Not many "outsiders" have any first-hand experience of the real nature of the Maoist movement in the forest. A recent interview with one of its top leaders, Comrade Ganapathy, in Open magazine, didn't do much to change the minds of those who view the Maoists as a party with an unforgiving, totalitarian vision, which countenances no dissent whatsoever. Comrade Ganapathy said nothing that would persuade people that, were the Maoists ever to come to power, they would be equipped to properly address the almost insane diversity of India's caste-ridden society. His casual approval of the Liberation Tigers of Tamil Eelam (LTTE) of Sri Lanka was enough to send a shiver down even the most sympathetic of spines, not just because of the brutal ways in which the LTTE chose to wage its war, but also because of the cataclysmic tragedy that has befallen the Tamil people of Sri Lanka, who it claimed to represent, and for whom it surely must take some responsibility.

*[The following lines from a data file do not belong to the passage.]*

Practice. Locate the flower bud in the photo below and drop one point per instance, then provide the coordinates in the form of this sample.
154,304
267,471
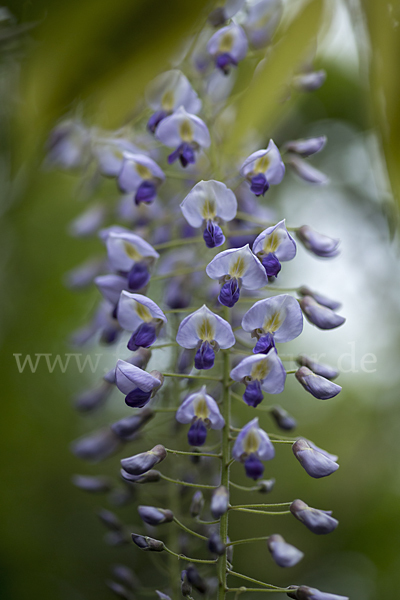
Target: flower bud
186,588
155,516
126,428
266,486
126,576
282,418
313,460
216,545
317,243
219,502
284,554
195,579
320,316
317,521
197,504
119,590
151,476
318,386
306,593
92,484
318,368
140,463
147,543
110,520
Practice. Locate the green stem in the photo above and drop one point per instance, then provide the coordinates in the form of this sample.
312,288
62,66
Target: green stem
182,526
182,376
196,560
226,413
186,453
187,484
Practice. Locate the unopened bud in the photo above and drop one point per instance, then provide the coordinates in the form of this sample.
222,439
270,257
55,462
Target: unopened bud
155,516
197,504
283,419
140,463
147,543
219,502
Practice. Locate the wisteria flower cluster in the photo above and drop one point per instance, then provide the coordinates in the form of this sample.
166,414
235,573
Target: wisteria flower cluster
188,282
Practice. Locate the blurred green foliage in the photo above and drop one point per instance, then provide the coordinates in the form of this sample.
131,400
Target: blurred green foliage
102,54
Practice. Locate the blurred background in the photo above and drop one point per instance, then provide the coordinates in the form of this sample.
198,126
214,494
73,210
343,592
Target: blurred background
56,57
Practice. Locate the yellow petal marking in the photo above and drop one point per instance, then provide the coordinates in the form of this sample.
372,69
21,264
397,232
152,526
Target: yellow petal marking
260,370
251,441
167,101
186,131
237,269
200,407
272,323
226,42
206,330
261,164
209,209
143,171
132,252
143,312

Right now in central India, the Maoists' guerrilla army is made up almost entirely of desperately poor tribal people living in conditions of such chronic hunger that it verges on famine of the kind we only associate with sub-Saharan Africa. They are people who, even after 60 years of India's so-called independence, have not had access to education, healthcare or legal redress. They are people who have been mercilessly exploited for decades, consistently cheated by small businessmen and moneylenders, the women raped as a matter of right by police and forest department personnel. Their journey back to a semblance of dignity is due in large part to the Maoist cadre who have lived and worked and fought by their side for decades.